GitHub has well-documented REST API endpoints and description for OAuth2 apps, but the quick-start for creating new hooks app for marketplace is not really clear: you need to read a lot of documentation just to try it. I’m going to explain here how to create new GitHub app in a few steps, and then you will be able to read the whole documentation if interested.

First you need to understand if you really need a GitHub app. You have three options to perform GitHub API calls:

  • Using personal access token
  • Creating OAuth application
  • Creating GitHub app

This diagram may help you to decide what kind of application is more suitable. Also, GitHub explains the difference between OAuth and Apps quite verbosely.

Requirements Link to heading

To create a new GitHub app you will need:

  • Web server with DNS name and HTTPS to serve web-hooks processor: GitHub will send HTTP requests for configured events to this URL.
  • GitHub account to create new application

Configuration Link to heading

The steps for creating a new GitHub application:

  • Go to you GitHub profile, settings, DeveloperSettings, GitHub Apps, click “New GitHub App” (or just follow the link); fill required inputs in create-app form, pay attention to “Webhook URL”, it should be you server URL + hooks path. Click create.
  • Create web-app for webhooks processing, deploy it to the server. It should handle correctly hooks URL specified in first-step as “Webhook URL”
  • Go to the down of app page and generate private key for this app, download it and save to the hooks server.
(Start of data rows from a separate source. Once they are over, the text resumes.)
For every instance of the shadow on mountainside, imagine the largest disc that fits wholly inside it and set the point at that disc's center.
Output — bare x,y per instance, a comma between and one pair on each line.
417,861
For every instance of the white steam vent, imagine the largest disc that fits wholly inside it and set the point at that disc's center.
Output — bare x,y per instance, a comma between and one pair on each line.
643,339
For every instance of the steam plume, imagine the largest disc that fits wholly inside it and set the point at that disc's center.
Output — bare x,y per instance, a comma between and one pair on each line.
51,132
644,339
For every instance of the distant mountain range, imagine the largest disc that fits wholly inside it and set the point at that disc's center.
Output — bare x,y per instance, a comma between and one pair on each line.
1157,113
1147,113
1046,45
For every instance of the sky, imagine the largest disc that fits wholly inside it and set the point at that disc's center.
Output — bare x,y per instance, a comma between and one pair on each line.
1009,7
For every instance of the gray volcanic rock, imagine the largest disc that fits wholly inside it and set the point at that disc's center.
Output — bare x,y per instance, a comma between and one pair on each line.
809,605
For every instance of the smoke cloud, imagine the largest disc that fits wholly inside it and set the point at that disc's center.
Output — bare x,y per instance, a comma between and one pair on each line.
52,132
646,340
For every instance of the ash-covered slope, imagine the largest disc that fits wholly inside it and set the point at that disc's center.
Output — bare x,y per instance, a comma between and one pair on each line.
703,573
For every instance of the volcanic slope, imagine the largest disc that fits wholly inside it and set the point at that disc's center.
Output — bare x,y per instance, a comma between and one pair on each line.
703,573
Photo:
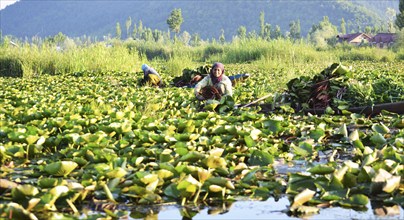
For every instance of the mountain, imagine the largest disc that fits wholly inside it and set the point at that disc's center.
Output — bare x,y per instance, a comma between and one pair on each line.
98,18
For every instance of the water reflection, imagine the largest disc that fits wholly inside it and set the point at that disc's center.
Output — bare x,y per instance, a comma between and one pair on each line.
247,209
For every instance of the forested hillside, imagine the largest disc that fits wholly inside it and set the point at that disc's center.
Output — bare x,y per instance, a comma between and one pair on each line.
209,19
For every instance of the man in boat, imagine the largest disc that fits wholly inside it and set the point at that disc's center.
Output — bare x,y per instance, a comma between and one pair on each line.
151,77
214,85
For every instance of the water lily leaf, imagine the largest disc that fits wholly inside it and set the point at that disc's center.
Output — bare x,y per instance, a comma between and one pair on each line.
164,174
220,181
302,197
60,168
321,169
211,105
192,157
166,156
18,211
354,135
172,191
20,192
343,130
298,182
334,195
306,210
149,178
249,141
215,162
392,184
48,182
378,139
318,134
262,193
274,126
260,158
215,188
380,128
304,149
355,201
31,139
117,173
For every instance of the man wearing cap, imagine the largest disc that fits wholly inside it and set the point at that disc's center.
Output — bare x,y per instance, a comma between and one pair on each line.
215,85
150,76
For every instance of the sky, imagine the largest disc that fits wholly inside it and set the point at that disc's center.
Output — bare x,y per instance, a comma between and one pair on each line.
4,3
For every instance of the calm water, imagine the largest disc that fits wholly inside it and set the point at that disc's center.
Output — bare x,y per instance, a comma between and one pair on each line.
269,209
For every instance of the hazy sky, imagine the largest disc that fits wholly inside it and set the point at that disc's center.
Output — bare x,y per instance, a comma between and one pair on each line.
4,3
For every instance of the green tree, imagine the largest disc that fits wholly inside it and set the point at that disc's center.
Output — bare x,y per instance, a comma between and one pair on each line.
158,35
222,39
400,16
196,39
262,24
242,32
391,13
267,32
140,29
128,24
343,28
118,31
294,28
276,33
147,35
323,34
175,20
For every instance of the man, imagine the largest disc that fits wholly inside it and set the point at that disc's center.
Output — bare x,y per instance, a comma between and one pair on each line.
150,76
215,85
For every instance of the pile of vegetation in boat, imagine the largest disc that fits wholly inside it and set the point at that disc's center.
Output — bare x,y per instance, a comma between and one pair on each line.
190,77
339,88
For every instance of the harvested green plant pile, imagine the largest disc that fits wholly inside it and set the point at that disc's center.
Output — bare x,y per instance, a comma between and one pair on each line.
340,87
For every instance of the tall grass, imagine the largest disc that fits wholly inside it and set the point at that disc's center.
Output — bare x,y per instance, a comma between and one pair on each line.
172,57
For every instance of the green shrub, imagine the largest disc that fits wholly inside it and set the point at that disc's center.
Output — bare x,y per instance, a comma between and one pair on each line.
10,67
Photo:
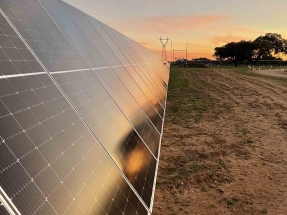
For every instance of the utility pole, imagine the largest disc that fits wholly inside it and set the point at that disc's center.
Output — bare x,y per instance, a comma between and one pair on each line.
163,43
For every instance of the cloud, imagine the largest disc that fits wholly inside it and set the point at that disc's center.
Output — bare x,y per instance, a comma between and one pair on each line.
221,40
167,24
164,24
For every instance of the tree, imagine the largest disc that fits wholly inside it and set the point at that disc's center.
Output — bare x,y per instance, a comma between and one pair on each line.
235,52
271,46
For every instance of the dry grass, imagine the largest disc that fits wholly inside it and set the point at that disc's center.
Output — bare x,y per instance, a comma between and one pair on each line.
224,147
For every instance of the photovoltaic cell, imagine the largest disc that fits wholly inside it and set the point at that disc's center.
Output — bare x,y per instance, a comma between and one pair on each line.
81,113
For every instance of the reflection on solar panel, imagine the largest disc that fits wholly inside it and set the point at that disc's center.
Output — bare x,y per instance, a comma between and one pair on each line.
81,113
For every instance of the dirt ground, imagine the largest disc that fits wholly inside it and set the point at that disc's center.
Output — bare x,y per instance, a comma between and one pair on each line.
224,149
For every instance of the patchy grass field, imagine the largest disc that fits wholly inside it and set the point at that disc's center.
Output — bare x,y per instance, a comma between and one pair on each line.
224,149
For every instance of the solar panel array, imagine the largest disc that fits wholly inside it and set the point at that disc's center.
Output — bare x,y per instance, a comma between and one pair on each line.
81,113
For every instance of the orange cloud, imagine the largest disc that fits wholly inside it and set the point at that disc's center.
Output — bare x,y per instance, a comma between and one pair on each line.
221,40
163,24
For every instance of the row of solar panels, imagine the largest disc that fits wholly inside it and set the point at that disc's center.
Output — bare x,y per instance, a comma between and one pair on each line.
81,113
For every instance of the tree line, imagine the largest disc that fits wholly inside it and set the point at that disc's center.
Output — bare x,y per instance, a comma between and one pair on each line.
271,46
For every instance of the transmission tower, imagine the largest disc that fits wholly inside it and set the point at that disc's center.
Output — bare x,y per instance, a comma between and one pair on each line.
163,43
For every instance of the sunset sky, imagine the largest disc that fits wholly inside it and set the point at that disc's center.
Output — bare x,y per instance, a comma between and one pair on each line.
204,23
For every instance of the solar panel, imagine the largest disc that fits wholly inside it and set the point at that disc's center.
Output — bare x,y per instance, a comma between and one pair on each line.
81,113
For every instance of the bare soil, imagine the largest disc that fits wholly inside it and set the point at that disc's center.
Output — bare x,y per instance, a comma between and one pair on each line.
224,149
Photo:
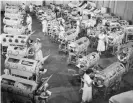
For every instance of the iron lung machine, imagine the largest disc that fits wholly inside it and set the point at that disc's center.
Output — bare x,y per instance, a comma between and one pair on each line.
76,48
109,79
19,88
87,61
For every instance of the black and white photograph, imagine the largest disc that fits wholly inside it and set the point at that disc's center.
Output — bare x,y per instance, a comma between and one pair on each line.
66,51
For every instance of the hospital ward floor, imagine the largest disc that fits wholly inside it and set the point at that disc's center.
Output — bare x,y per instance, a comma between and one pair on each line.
64,88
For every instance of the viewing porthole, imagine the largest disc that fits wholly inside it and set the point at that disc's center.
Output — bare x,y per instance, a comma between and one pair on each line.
10,40
16,40
4,40
22,41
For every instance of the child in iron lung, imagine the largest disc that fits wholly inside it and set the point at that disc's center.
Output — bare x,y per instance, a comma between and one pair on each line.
6,71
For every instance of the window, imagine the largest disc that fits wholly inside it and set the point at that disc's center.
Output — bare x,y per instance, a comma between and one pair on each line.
25,86
10,40
4,39
130,37
13,60
16,40
8,82
28,63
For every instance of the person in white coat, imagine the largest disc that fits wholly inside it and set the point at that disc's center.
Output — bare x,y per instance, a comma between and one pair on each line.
44,24
87,88
31,8
29,22
38,51
101,43
24,7
6,71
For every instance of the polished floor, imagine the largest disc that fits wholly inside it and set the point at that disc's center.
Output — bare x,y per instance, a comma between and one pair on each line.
64,88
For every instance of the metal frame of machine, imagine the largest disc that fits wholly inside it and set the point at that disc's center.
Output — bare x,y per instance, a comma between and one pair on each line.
109,79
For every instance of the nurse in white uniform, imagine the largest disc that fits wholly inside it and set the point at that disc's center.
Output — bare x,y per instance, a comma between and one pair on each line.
31,8
29,22
87,88
38,51
101,43
44,24
62,31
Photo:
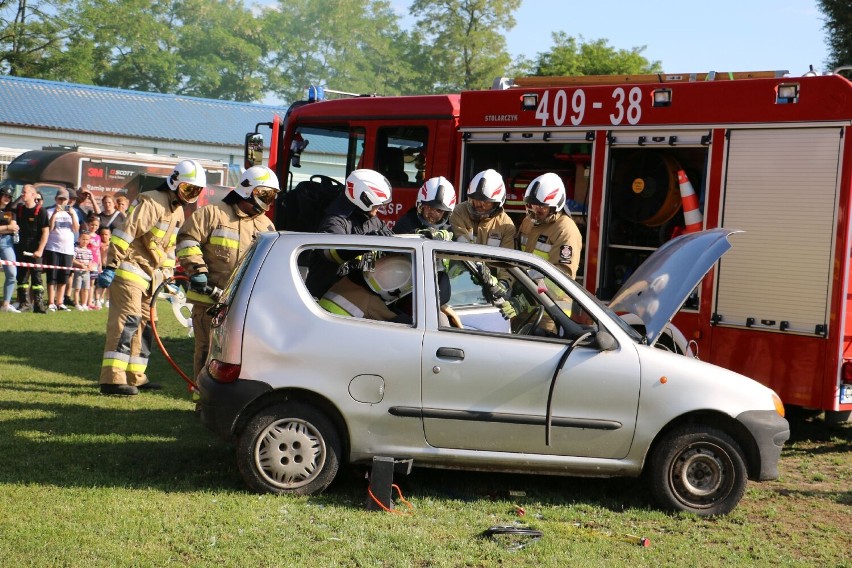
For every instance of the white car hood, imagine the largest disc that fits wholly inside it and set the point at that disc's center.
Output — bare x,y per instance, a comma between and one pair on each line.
661,284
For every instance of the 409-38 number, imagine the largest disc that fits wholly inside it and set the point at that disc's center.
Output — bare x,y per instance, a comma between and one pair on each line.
626,106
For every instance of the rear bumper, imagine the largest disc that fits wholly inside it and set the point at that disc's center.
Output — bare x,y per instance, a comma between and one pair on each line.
220,405
770,431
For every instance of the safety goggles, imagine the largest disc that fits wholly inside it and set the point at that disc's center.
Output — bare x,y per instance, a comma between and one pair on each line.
188,193
265,195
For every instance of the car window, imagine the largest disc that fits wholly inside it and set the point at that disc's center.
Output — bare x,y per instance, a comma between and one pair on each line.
489,295
373,285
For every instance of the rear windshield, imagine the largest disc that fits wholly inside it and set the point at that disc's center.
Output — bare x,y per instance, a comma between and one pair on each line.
237,275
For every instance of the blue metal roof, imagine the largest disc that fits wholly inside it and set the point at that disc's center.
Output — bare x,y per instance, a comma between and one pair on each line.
84,108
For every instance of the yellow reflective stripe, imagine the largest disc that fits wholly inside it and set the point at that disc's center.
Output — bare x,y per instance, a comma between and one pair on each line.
330,306
225,242
337,304
226,233
198,297
118,239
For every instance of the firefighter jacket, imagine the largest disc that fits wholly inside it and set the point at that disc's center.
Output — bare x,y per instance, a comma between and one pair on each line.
495,231
213,240
558,241
143,248
350,299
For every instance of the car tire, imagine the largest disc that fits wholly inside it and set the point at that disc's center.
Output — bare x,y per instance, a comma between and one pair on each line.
289,448
697,469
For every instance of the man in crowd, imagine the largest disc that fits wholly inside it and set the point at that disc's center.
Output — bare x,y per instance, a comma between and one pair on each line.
34,229
214,240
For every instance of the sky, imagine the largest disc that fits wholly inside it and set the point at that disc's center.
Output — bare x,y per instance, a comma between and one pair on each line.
686,36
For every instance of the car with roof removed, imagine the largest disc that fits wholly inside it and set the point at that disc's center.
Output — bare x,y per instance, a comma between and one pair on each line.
564,386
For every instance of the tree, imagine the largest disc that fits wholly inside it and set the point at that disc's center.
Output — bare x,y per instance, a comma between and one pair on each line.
572,57
838,25
203,48
344,45
32,34
466,48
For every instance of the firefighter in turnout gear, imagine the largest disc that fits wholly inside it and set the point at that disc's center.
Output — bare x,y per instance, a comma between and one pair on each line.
481,218
213,241
139,257
372,295
548,230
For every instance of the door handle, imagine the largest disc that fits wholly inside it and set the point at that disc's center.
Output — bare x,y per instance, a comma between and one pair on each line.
450,353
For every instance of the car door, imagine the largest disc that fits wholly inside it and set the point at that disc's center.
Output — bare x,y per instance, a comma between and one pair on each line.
489,391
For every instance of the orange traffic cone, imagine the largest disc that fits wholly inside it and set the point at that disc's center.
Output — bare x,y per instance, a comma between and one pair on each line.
692,217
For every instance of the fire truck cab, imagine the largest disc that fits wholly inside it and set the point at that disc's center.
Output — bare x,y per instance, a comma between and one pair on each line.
645,158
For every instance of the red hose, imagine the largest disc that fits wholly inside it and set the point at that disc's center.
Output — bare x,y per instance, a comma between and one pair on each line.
190,382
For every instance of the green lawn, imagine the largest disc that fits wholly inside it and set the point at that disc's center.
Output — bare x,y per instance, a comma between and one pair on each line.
88,480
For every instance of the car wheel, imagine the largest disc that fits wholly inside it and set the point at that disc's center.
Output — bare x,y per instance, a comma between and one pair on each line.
289,448
700,470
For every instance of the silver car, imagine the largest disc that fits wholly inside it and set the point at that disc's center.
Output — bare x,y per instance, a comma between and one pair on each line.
563,386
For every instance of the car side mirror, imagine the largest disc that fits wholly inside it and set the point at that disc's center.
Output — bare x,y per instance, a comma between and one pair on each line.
253,150
604,340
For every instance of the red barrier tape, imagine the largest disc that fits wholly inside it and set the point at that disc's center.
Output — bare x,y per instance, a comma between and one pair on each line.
34,265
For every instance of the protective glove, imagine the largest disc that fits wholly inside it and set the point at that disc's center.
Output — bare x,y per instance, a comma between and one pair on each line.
509,308
198,282
492,286
105,278
436,234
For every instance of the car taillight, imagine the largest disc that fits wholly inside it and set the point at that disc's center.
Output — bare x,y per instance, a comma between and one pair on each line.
219,311
222,372
846,372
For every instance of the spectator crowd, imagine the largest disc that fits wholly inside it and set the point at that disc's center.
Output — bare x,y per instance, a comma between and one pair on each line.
69,238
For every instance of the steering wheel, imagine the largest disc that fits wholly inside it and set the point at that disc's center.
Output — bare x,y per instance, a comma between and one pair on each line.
530,323
321,178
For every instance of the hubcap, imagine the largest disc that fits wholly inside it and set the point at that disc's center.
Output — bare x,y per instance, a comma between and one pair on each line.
290,453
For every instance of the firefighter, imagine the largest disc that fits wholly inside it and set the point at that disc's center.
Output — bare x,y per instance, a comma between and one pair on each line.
370,295
436,200
213,241
481,219
548,230
353,213
139,257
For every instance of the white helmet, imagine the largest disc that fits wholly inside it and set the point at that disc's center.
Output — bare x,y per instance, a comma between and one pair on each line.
487,186
259,185
367,189
390,278
188,180
437,193
548,190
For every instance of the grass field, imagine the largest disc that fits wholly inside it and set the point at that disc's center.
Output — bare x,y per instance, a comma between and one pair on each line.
90,481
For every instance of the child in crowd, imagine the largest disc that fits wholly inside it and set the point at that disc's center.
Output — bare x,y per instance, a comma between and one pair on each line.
82,278
93,223
103,293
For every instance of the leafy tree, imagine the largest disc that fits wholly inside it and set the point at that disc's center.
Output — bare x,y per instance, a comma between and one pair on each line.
572,57
345,45
838,25
32,35
466,49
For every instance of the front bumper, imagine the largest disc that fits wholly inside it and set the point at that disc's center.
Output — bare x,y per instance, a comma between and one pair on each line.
769,430
220,405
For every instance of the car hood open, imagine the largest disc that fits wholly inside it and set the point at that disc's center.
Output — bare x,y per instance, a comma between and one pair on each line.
661,284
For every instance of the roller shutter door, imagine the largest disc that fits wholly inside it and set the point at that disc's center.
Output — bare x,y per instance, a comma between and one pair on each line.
781,189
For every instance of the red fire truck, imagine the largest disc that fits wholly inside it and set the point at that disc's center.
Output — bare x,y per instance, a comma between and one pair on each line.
764,152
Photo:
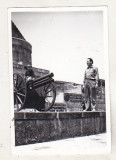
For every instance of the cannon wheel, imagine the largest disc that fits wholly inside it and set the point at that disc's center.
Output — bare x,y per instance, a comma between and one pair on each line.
19,91
49,96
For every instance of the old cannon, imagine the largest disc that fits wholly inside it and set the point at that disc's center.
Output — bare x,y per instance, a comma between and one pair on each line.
39,93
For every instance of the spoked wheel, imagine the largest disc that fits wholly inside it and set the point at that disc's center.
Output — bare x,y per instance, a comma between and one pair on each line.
49,96
19,91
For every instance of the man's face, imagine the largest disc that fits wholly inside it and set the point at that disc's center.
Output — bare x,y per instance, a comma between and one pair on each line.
89,63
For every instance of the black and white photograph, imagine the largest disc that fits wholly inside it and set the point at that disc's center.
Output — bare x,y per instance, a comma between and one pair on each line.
59,78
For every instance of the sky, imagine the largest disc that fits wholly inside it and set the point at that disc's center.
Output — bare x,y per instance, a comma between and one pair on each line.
62,41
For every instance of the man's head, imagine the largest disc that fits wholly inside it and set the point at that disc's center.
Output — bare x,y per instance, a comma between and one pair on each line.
89,62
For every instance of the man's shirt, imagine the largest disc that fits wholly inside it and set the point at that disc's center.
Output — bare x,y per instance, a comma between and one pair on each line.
91,73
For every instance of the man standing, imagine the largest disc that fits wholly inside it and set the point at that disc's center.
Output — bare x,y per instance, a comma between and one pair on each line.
91,78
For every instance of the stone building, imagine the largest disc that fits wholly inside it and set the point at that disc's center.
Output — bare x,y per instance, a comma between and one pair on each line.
22,53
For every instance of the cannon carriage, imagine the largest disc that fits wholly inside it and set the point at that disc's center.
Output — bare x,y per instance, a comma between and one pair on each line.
38,93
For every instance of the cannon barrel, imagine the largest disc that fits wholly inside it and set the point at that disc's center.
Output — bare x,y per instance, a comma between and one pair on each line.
44,77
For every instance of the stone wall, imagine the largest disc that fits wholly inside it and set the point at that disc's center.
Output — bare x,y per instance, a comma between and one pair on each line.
42,127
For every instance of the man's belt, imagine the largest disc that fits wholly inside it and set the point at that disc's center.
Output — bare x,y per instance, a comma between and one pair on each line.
90,79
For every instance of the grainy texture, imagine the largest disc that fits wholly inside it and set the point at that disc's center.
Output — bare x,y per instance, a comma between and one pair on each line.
42,127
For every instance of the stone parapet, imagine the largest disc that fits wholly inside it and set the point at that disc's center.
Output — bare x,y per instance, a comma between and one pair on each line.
49,126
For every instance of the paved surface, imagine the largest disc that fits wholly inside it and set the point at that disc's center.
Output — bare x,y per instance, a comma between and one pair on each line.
80,145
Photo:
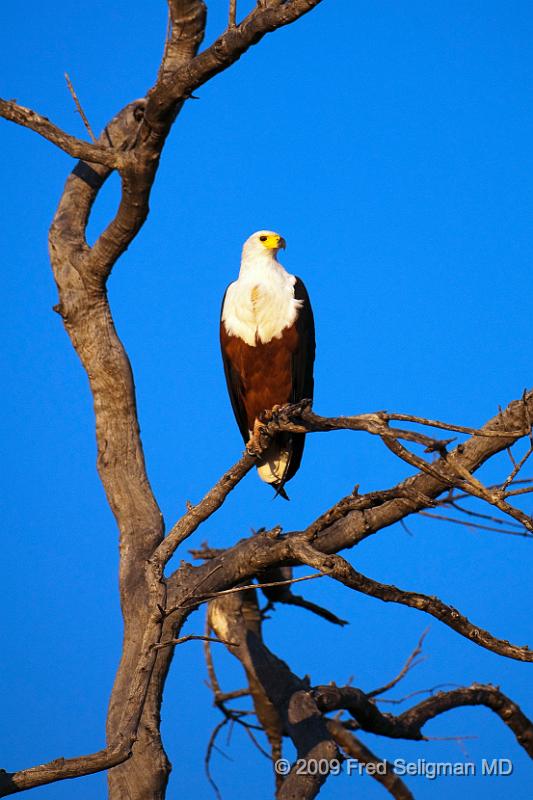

Also, copy “App ID” and save it on server too.
  • Generate random string locally as webhooks secret, save it in app settings as “Webhook secret” and on server too.
  • Configure permissions and events on App page settings: permissions specify what GitHub API calls your application is allowed to perform, it could be configured; events specify what webhooks App receives when installed. Both are configured on “Permissions & events” tab on GitHub App page.
  • On the App page, “General” tab: copy “App ID” to your web server.

Hooks processing Link to heading

Process hooks:

  • Using App private key and App ID create transport for GitHub API calls, it could be done once on server start. For Go you can use this library: bradleyfalzon/ghinstallation. For other languages you can user this approach or find another library. App authentication allows the client to perform high-level management information via API and retrieve access token for installation.
  • On each webhook received: validate webhook payload using webhooks secret (which you generated locally and saved as “Webhook secret” input on App page), parse payload, extract app installation ID from hook event (json path .installation.id), and using this installation ID gen new access token using App authentication. With this access token you can access GitHub API with permissions you’ve specified in “Permissions & events”.

Debugging Link to heading

To check webhook events the GitHub sends to your App and view the responses to GitHub, you can check App’s page “Advanced” and “Recent Deliveries” section: there GitHub displays all event payloads and HTTP requests, and the status of delivery with hook’s server responses.